A colleague of mine recently pointed me at a blog entry on the subject of automated flexing of service infrastructure in response to a rapid increase in demand. In it, he sites evidence that demand can spike nearly an order of magnitude in a period of less than a minute. He, as well his sources, conclude that the ability for clouds to respond to such a rapid and massive increase demand is "unrealistic". Food for thought. Are they right? Is all lost? Or perhaps, is their angst the result of a myopic view that provisioning a new server has to mean deploying a new Zen container with the requisite gigabytes of OS and application images?
A few weeks ago, I penned an entry on the details of how we flex the CWS web tier. This morning I did some manual testing of our new ReSTful control document interface (due out later this month) and found that a command issued from off-grid to start a new server instance takes between 10-20 secs for the web server instance to start running. A number of things are working in our favor here. Beyond the general speed of platform provisioning provided through pC zone model, as CWS instances share a common application image, there is no need for any significant data motion when provisioning a new web server instance. Starting a new web server instance is pretty much just that, create a new process registration, replumb the load balancer and tell the system run the server, effectively, java -jar carolinewebserver.jar. Viola!
There are a couple of things currently in the way of the current version of CWS responding to an order in magnitude demand spike. The first impediment is that currently the CWS agent server allocates new servers
sequentially. Here, however, its a simple matter parallelize the allocation and in fact I had already been planning to do so anyway in the near future. This change would likely need to be paired with a few tweaks to our flexing algorithm as suggested in my previous article, i.e. cutting the polling interval down a few ticks and implementing a weighting scheme for the number sampling more geared toward anticipating spikes in demand. With these changes, we likely can make a credible attempt at handling a 10 fold increase in traffic and provision the necessary resources in well under a minute. Of course, whether we can do this at the scale suggested in this article will likely remain an open question for some time.

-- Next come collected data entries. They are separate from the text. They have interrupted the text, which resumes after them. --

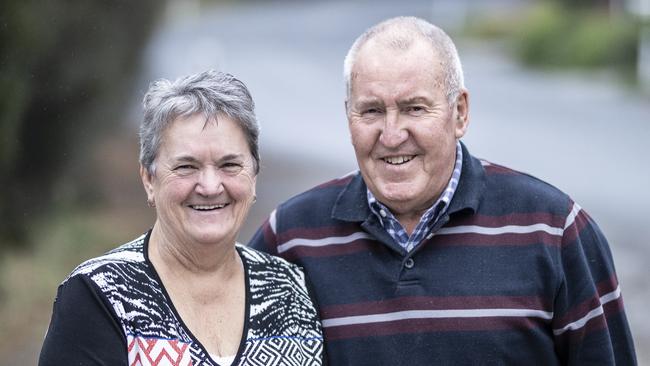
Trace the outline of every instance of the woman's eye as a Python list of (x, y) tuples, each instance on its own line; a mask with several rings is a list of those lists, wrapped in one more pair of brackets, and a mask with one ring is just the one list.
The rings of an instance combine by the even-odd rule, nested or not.
[(424, 107), (419, 106), (419, 105), (413, 105), (408, 108), (406, 108), (406, 111), (409, 113), (422, 113), (424, 112)]
[(380, 113), (378, 108), (368, 108), (365, 111), (363, 111), (363, 114), (378, 114)]
[(179, 165), (176, 168), (174, 168), (175, 171), (181, 172), (181, 173), (188, 173), (196, 169), (194, 165), (190, 164), (184, 164), (184, 165)]
[(243, 164), (240, 163), (225, 163), (221, 166), (225, 172), (228, 173), (237, 173), (244, 168)]

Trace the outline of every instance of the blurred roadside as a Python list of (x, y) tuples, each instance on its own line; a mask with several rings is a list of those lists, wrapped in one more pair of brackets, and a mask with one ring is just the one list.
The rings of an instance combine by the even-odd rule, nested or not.
[[(589, 6), (568, 2), (577, 7), (571, 10), (576, 14), (627, 14), (620, 1), (595, 1)], [(646, 245), (650, 218), (645, 214), (650, 204), (650, 174), (645, 168), (650, 153), (650, 97), (642, 91), (643, 81), (638, 81), (639, 70), (648, 67), (648, 61), (627, 64), (627, 59), (616, 58), (621, 55), (609, 55), (614, 52), (611, 47), (604, 54), (599, 47), (591, 50), (588, 46), (605, 40), (602, 35), (595, 41), (591, 38), (592, 32), (598, 36), (602, 30), (591, 30), (589, 21), (587, 30), (580, 31), (562, 30), (566, 26), (562, 22), (552, 24), (560, 27), (555, 35), (550, 25), (541, 25), (535, 28), (535, 37), (548, 31), (548, 37), (560, 43), (558, 37), (584, 32), (572, 42), (587, 42), (581, 49), (592, 55), (589, 62), (600, 57), (598, 62), (604, 65), (575, 65), (573, 56), (553, 51), (555, 45), (545, 51), (550, 56), (533, 50), (538, 52), (532, 57), (534, 68), (515, 61), (513, 55), (523, 57), (525, 34), (513, 29), (533, 19), (528, 17), (541, 18), (540, 22), (558, 18), (557, 14), (548, 17), (557, 3), (561, 2), (172, 0), (164, 9), (160, 3), (149, 2), (150, 8), (141, 13), (126, 2), (116, 2), (114, 13), (75, 3), (69, 5), (79, 6), (69, 12), (74, 22), (64, 21), (66, 11), (59, 8), (32, 14), (34, 22), (47, 19), (45, 24), (53, 27), (40, 33), (30, 30), (35, 25), (29, 20), (20, 18), (24, 28), (18, 28), (19, 34), (26, 30), (36, 38), (49, 34), (58, 43), (52, 41), (49, 48), (33, 51), (38, 68), (29, 62), (21, 64), (18, 55), (7, 54), (4, 48), (0, 59), (0, 90), (5, 95), (0, 183), (3, 188), (10, 184), (18, 189), (3, 196), (0, 208), (3, 214), (11, 212), (4, 220), (18, 215), (26, 228), (22, 239), (11, 241), (12, 249), (5, 248), (6, 239), (0, 243), (3, 364), (34, 363), (56, 286), (76, 264), (133, 238), (153, 222), (137, 173), (136, 130), (139, 102), (151, 80), (218, 68), (250, 87), (262, 127), (262, 172), (258, 201), (240, 238), (246, 242), (276, 204), (355, 169), (343, 111), (342, 60), (366, 27), (396, 15), (429, 19), (458, 40), (471, 92), (471, 124), (465, 139), (471, 151), (551, 182), (599, 222), (614, 252), (639, 363), (650, 363), (650, 321), (643, 314), (650, 300), (650, 269), (645, 265), (650, 255)], [(0, 14), (17, 17), (29, 12), (10, 8), (11, 4), (3, 3), (0, 7), (7, 12)], [(36, 2), (24, 4), (37, 6)], [(121, 20), (127, 13), (143, 18), (129, 26)], [(54, 24), (59, 23), (69, 24), (70, 30), (56, 33)], [(532, 27), (532, 20), (529, 23)], [(630, 37), (627, 25), (622, 28), (611, 33)], [(15, 29), (5, 26), (3, 44), (10, 38), (11, 33), (4, 33), (7, 30)], [(77, 38), (80, 41), (74, 43)], [(536, 39), (530, 42), (544, 43)], [(76, 46), (64, 47), (63, 40)], [(613, 36), (607, 40), (620, 47), (628, 42)], [(31, 45), (35, 41), (12, 42)], [(34, 47), (44, 46), (37, 42)], [(127, 51), (131, 56), (122, 54)], [(96, 56), (80, 56), (84, 54)], [(535, 61), (543, 57), (551, 61), (540, 68)], [(568, 61), (560, 62), (563, 57)], [(26, 74), (16, 74), (16, 70)], [(41, 84), (22, 88), (42, 87), (40, 95), (49, 96), (46, 101), (59, 108), (44, 108), (42, 99), (21, 97), (41, 110), (14, 119), (25, 123), (21, 135), (7, 135), (10, 128), (4, 120), (9, 115), (5, 108), (17, 110), (27, 103), (9, 98), (22, 90), (7, 84), (15, 79), (14, 74), (27, 75), (26, 80), (34, 74)], [(99, 79), (96, 84), (90, 82)], [(93, 98), (81, 98), (83, 105), (74, 104), (76, 93)], [(23, 104), (13, 104), (16, 100)], [(10, 150), (12, 146), (18, 148)], [(12, 156), (20, 160), (9, 165)], [(8, 166), (12, 170), (6, 170)], [(24, 176), (30, 177), (28, 184), (20, 180)]]

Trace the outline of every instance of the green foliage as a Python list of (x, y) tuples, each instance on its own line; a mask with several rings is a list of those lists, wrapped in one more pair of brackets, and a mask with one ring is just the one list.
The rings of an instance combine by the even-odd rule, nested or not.
[(155, 0), (0, 2), (0, 252), (25, 242), (79, 147), (121, 122), (122, 98), (163, 7)]
[(623, 14), (572, 11), (546, 3), (515, 33), (517, 54), (538, 67), (614, 67), (633, 70), (639, 27)]
[[(50, 320), (57, 286), (82, 261), (96, 257), (134, 237), (119, 225), (128, 210), (117, 213), (61, 209), (52, 218), (36, 220), (28, 241), (33, 251), (0, 253), (0, 356), (14, 355), (25, 343), (40, 346)], [(133, 219), (133, 221), (139, 221)], [(137, 224), (140, 229), (146, 227)], [(136, 226), (136, 225), (134, 225)], [(15, 356), (14, 356), (15, 357)]]
[(552, 0), (555, 4), (566, 9), (607, 9), (612, 0)]
[(529, 66), (636, 71), (641, 20), (610, 11), (607, 2), (549, 0), (524, 12), (475, 17), (469, 36), (505, 40)]
[(471, 21), (464, 26), (466, 36), (499, 40), (512, 38), (514, 30), (519, 26), (520, 17), (512, 14), (477, 14), (470, 12)]

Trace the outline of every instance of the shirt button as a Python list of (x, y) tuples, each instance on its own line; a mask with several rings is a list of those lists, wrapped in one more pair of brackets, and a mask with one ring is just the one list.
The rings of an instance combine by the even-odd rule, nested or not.
[(415, 262), (413, 261), (413, 258), (409, 258), (404, 262), (404, 267), (411, 269), (415, 265)]
[(381, 215), (381, 217), (386, 217), (386, 211), (384, 211), (383, 208), (379, 210), (379, 214)]

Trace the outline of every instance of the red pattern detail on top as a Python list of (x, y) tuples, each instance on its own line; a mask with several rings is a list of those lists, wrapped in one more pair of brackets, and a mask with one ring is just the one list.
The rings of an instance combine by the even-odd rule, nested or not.
[(189, 343), (159, 338), (129, 337), (129, 366), (191, 366)]

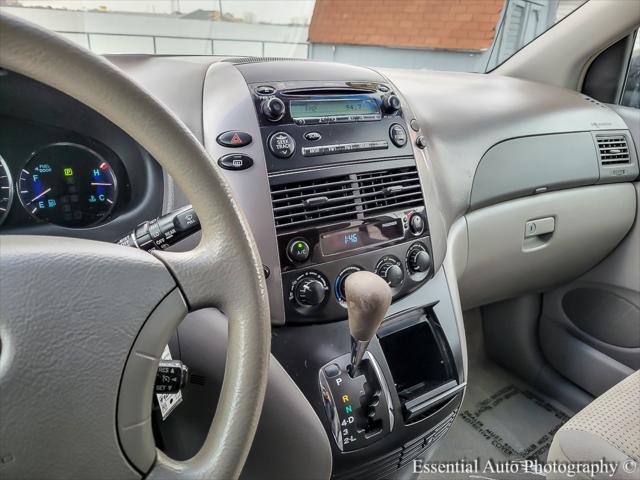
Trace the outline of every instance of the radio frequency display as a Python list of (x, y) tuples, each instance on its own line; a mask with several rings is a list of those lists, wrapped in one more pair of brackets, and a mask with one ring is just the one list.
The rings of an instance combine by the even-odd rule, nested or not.
[(353, 100), (293, 100), (291, 118), (341, 117), (380, 113), (378, 104), (370, 98)]

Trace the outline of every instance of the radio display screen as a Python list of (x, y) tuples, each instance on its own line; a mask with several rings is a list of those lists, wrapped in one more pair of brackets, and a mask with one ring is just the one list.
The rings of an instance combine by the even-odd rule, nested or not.
[(371, 223), (320, 235), (323, 255), (348, 252), (357, 248), (402, 238), (404, 231), (400, 219)]
[(342, 117), (346, 115), (375, 115), (380, 109), (371, 98), (352, 100), (292, 100), (289, 108), (294, 120), (315, 117)]

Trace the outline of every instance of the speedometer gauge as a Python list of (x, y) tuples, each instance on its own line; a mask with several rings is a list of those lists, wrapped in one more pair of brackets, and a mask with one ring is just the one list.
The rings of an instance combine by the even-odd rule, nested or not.
[(18, 197), (35, 218), (64, 227), (89, 227), (109, 216), (116, 177), (96, 152), (54, 143), (34, 153), (20, 172)]
[(0, 225), (7, 218), (13, 199), (13, 181), (11, 172), (4, 159), (0, 157)]

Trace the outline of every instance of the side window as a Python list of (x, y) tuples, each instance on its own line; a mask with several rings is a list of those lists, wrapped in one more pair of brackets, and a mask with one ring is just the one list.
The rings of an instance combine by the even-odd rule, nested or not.
[(640, 108), (640, 34), (637, 32), (620, 104)]

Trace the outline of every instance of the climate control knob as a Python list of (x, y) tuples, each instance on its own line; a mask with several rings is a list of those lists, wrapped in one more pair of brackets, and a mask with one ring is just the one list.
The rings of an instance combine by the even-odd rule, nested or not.
[(326, 296), (326, 287), (320, 280), (304, 278), (296, 285), (295, 298), (301, 307), (320, 305)]
[(431, 256), (422, 244), (411, 247), (408, 255), (409, 270), (413, 273), (425, 273), (431, 268)]
[(404, 281), (404, 272), (400, 260), (387, 256), (380, 259), (376, 266), (376, 273), (381, 276), (391, 288), (397, 288)]
[(277, 122), (284, 117), (284, 102), (277, 97), (269, 98), (262, 102), (262, 113), (271, 122)]

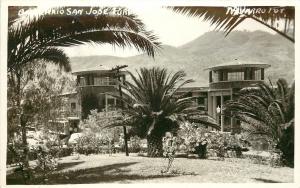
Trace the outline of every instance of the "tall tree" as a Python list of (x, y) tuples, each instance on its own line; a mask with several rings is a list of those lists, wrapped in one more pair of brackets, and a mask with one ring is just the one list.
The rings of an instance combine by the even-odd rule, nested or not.
[[(243, 130), (249, 136), (264, 136), (283, 152), (287, 163), (294, 160), (294, 112), (295, 84), (288, 87), (279, 79), (276, 86), (266, 83), (244, 89), (236, 100), (225, 105), (225, 111), (246, 125)], [(286, 149), (288, 148), (288, 149)]]
[(247, 19), (252, 19), (275, 31), (291, 42), (295, 42), (295, 8), (277, 6), (237, 7), (170, 7), (175, 12), (191, 17), (203, 18), (223, 29), (228, 35)]
[[(67, 8), (53, 8), (50, 12), (61, 9), (66, 11)], [(59, 47), (109, 43), (123, 48), (135, 47), (152, 57), (159, 47), (157, 38), (152, 32), (145, 30), (144, 24), (134, 14), (113, 14), (114, 8), (108, 8), (108, 14), (98, 16), (59, 16), (48, 14), (49, 10), (38, 10), (29, 8), (19, 17), (9, 16), (7, 71), (9, 92), (12, 93), (8, 94), (11, 96), (8, 107), (16, 109), (11, 112), (17, 114), (11, 115), (18, 117), (21, 125), (24, 153), (27, 156), (25, 166), (28, 166), (28, 118), (23, 113), (21, 104), (24, 99), (22, 82), (24, 76), (30, 73), (25, 67), (43, 60), (70, 71), (69, 58)]]
[(161, 156), (164, 134), (176, 131), (186, 116), (199, 114), (192, 97), (175, 96), (192, 80), (185, 80), (183, 71), (172, 74), (158, 67), (141, 68), (137, 75), (129, 75), (132, 82), (122, 85), (128, 97), (123, 98), (127, 110), (120, 124), (131, 125), (135, 134), (147, 138), (148, 156)]

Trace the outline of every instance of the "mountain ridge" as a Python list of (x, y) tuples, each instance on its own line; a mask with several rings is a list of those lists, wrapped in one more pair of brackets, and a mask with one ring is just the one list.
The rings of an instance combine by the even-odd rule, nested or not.
[(268, 63), (271, 67), (266, 70), (267, 77), (272, 81), (283, 77), (291, 82), (294, 80), (294, 57), (294, 44), (278, 34), (234, 31), (225, 37), (221, 32), (211, 31), (178, 47), (163, 45), (154, 59), (141, 54), (130, 57), (77, 56), (70, 60), (73, 71), (124, 64), (128, 65), (129, 71), (153, 66), (165, 67), (172, 72), (184, 70), (187, 78), (195, 80), (190, 86), (206, 86), (208, 71), (204, 69), (234, 59)]

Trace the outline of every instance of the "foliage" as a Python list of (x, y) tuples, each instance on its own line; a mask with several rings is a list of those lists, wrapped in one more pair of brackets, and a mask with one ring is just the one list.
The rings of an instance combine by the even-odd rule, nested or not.
[(177, 149), (177, 138), (174, 137), (170, 132), (166, 132), (163, 137), (163, 156), (168, 159), (168, 166), (165, 170), (161, 170), (161, 173), (168, 173), (175, 157)]
[(223, 29), (226, 35), (246, 19), (252, 19), (295, 42), (294, 7), (170, 7), (170, 9), (183, 15), (210, 21), (216, 29)]
[[(259, 135), (283, 152), (283, 160), (293, 164), (295, 84), (279, 79), (277, 86), (259, 83), (244, 89), (236, 100), (229, 101), (225, 110), (246, 123), (242, 128), (249, 136)], [(283, 141), (285, 140), (285, 141)], [(290, 150), (286, 150), (288, 147)]]
[(37, 176), (42, 176), (44, 181), (47, 180), (47, 177), (58, 167), (58, 157), (69, 156), (71, 154), (70, 148), (60, 148), (53, 140), (49, 139), (46, 133), (36, 139), (38, 139), (39, 144), (31, 145), (28, 148), (28, 159), (35, 161), (36, 164), (28, 168), (24, 165), (24, 146), (21, 139), (16, 137), (14, 141), (8, 145), (7, 157), (9, 160), (7, 164), (18, 166), (16, 171), (21, 173), (25, 183)]
[(141, 68), (137, 75), (131, 72), (129, 75), (132, 82), (126, 81), (122, 85), (128, 96), (122, 99), (128, 117), (118, 125), (132, 126), (135, 134), (147, 138), (148, 155), (161, 156), (165, 132), (175, 131), (184, 116), (198, 112), (191, 107), (191, 97), (175, 96), (179, 88), (192, 80), (184, 80), (186, 74), (183, 71), (172, 74), (158, 67)]
[(37, 165), (34, 169), (35, 174), (41, 174), (43, 180), (47, 180), (47, 176), (52, 174), (58, 167), (57, 159), (52, 155), (50, 149), (46, 145), (38, 145), (31, 148), (37, 155)]
[[(212, 150), (217, 157), (224, 158), (227, 151), (234, 151), (236, 157), (241, 157), (245, 147), (241, 135), (231, 135), (208, 131), (194, 123), (182, 123), (177, 133), (178, 140), (184, 144), (189, 153), (196, 153), (200, 158), (206, 158), (208, 150)], [(213, 155), (210, 153), (210, 155)]]
[[(21, 142), (9, 144), (7, 146), (7, 164), (15, 164), (17, 166), (14, 173), (20, 175), (22, 181), (26, 184), (30, 180), (32, 174), (31, 170), (25, 166), (24, 158), (24, 148)], [(29, 158), (35, 159), (32, 155), (29, 155)]]
[(177, 136), (186, 145), (188, 152), (195, 153), (198, 145), (207, 144), (208, 133), (207, 129), (198, 127), (195, 123), (184, 122), (180, 125)]
[[(70, 71), (69, 58), (60, 47), (91, 42), (109, 43), (123, 48), (132, 46), (152, 57), (159, 47), (156, 36), (146, 31), (144, 24), (135, 15), (57, 16), (46, 14), (49, 12), (49, 8), (47, 9), (39, 11), (37, 7), (34, 7), (27, 9), (20, 17), (9, 16), (7, 71), (8, 109), (11, 110), (9, 110), (10, 118), (8, 119), (9, 123), (21, 125), (25, 156), (28, 155), (26, 147), (28, 121), (37, 112), (43, 112), (43, 109), (37, 110), (38, 105), (32, 103), (31, 95), (26, 97), (23, 92), (27, 82), (36, 74), (31, 69), (32, 66), (45, 61), (58, 65), (65, 71)], [(58, 8), (52, 10), (58, 11)], [(110, 13), (111, 11), (109, 9)], [(10, 13), (16, 13), (16, 11)], [(25, 103), (22, 104), (25, 98)], [(9, 131), (16, 131), (16, 126), (11, 127)], [(28, 157), (25, 158), (25, 162), (25, 165), (29, 166)]]
[[(168, 133), (168, 132), (167, 132)], [(166, 133), (166, 134), (167, 134)], [(164, 157), (169, 157), (170, 155), (174, 155), (177, 150), (177, 138), (173, 137), (170, 133), (163, 137), (163, 150)]]
[(128, 146), (130, 153), (138, 153), (141, 151), (141, 138), (137, 135), (130, 137), (130, 144)]
[[(63, 91), (72, 88), (72, 80), (61, 70), (45, 62), (28, 64), (22, 70), (19, 84), (14, 85), (15, 77), (8, 78), (8, 143), (15, 136), (22, 135), (23, 152), (29, 160), (27, 127), (47, 128), (47, 122), (58, 117), (63, 105), (58, 97)], [(19, 88), (19, 89), (18, 89)], [(21, 133), (21, 134), (20, 134)], [(25, 163), (28, 166), (28, 162)]]
[(114, 116), (91, 110), (88, 118), (80, 124), (83, 136), (77, 140), (77, 152), (81, 154), (112, 153), (113, 144), (119, 139), (121, 129), (107, 128)]
[[(52, 8), (51, 10), (67, 9)], [(82, 7), (88, 9), (88, 7)], [(124, 8), (120, 8), (123, 9)], [(32, 8), (9, 22), (8, 70), (37, 59), (55, 63), (68, 62), (57, 47), (69, 47), (86, 43), (109, 43), (119, 47), (135, 47), (154, 56), (159, 43), (134, 14), (117, 15), (113, 8), (109, 14), (57, 16), (46, 14), (49, 8)], [(65, 10), (66, 11), (66, 10)], [(84, 27), (83, 25), (84, 24)], [(30, 52), (30, 53), (28, 53)], [(68, 67), (66, 70), (70, 69)]]
[(83, 133), (95, 135), (107, 143), (118, 141), (119, 135), (122, 132), (121, 128), (108, 128), (108, 125), (114, 122), (120, 115), (121, 113), (119, 111), (107, 114), (98, 112), (97, 110), (91, 110), (90, 115), (82, 124)]
[(77, 144), (75, 147), (79, 154), (89, 155), (102, 152), (101, 146), (104, 144), (106, 144), (105, 141), (99, 137), (85, 135), (77, 139)]
[(294, 166), (294, 122), (290, 122), (284, 130), (283, 135), (280, 137), (277, 148), (282, 152), (282, 162), (287, 166)]

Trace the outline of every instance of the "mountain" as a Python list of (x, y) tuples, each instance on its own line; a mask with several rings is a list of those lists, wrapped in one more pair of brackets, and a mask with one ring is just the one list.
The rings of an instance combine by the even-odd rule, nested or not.
[(197, 39), (173, 47), (164, 45), (155, 58), (146, 55), (132, 57), (81, 56), (72, 57), (73, 71), (99, 68), (100, 65), (128, 65), (129, 71), (141, 67), (160, 66), (171, 71), (184, 70), (188, 78), (195, 80), (190, 86), (208, 85), (208, 67), (234, 59), (259, 61), (271, 65), (266, 76), (275, 81), (279, 77), (294, 80), (294, 44), (278, 34), (263, 31), (234, 31), (227, 37), (221, 32), (207, 32)]

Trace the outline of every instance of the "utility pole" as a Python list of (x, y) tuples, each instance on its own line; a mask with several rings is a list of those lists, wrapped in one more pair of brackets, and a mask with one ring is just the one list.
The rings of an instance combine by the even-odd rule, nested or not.
[[(116, 77), (118, 78), (119, 81), (119, 94), (120, 94), (120, 98), (121, 98), (121, 110), (122, 110), (122, 115), (123, 114), (123, 109), (124, 109), (124, 102), (123, 102), (123, 92), (122, 92), (122, 87), (121, 87), (121, 76), (120, 76), (120, 69), (126, 68), (128, 67), (128, 65), (121, 65), (121, 66), (116, 66), (114, 68), (111, 69), (112, 72), (116, 72)], [(124, 83), (124, 80), (123, 80)], [(123, 132), (124, 132), (124, 144), (125, 144), (125, 153), (126, 156), (129, 156), (129, 152), (128, 152), (128, 143), (127, 143), (127, 131), (126, 131), (126, 126), (123, 125)]]

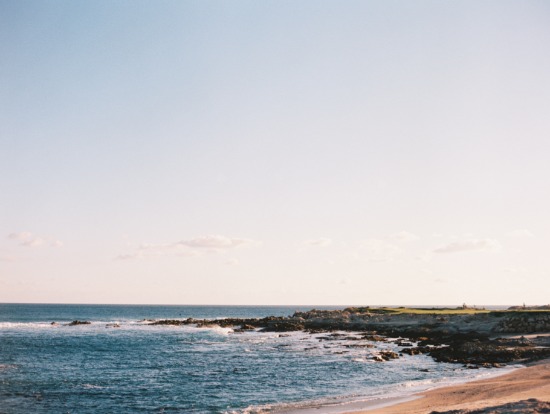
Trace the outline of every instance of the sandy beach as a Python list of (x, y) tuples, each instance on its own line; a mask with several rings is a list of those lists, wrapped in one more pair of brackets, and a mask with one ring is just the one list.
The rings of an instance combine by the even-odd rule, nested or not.
[[(432, 411), (475, 410), (531, 398), (550, 402), (550, 360), (502, 376), (419, 393), (418, 398), (411, 401), (384, 408), (356, 411), (354, 414), (425, 414)], [(507, 407), (494, 412), (511, 411)], [(529, 408), (517, 412), (538, 411)]]

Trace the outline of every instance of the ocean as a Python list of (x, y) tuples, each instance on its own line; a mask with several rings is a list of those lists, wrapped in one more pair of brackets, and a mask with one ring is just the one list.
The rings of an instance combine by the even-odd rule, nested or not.
[[(393, 342), (147, 321), (287, 316), (312, 308), (0, 304), (0, 413), (305, 413), (320, 406), (342, 412), (351, 402), (495, 371), (426, 355), (373, 362), (380, 350), (399, 352)], [(91, 324), (67, 326), (73, 320)]]

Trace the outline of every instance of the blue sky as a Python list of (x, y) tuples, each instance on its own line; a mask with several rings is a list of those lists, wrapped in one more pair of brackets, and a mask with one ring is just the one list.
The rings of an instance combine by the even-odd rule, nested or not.
[(0, 2), (0, 301), (547, 303), (549, 23)]

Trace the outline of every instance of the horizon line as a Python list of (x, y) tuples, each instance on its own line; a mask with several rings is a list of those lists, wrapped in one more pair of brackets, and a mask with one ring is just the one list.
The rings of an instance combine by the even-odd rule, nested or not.
[[(461, 304), (446, 304), (446, 305), (434, 305), (434, 304), (374, 304), (374, 305), (358, 305), (358, 304), (208, 304), (208, 303), (92, 303), (92, 302), (0, 302), (0, 305), (86, 305), (86, 306), (212, 306), (212, 307), (316, 307), (316, 306), (330, 306), (330, 307), (371, 307), (371, 308), (420, 308), (420, 307), (432, 307), (432, 308), (448, 308), (448, 307), (462, 307)], [(481, 307), (504, 307), (504, 306), (522, 306), (514, 304), (482, 304), (482, 305), (467, 305), (469, 308), (481, 308)], [(526, 306), (541, 306), (541, 305), (526, 305)]]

Can pC provide a solution where others might fall short? As we've yet to deal with the demand levels in the outlined scenario, it is far too early to say. But do we hold out the promise of an architecture capable of such feats? Personally, I'm more concerned about rapid, accurate and timely detection of demand increase, not to mention the raw throughput of our individual servers than I am about how quickly we are able to deploy new ones. So in my mind, the answer is a qualified, "yes". Hopefully we will find out over the coming months.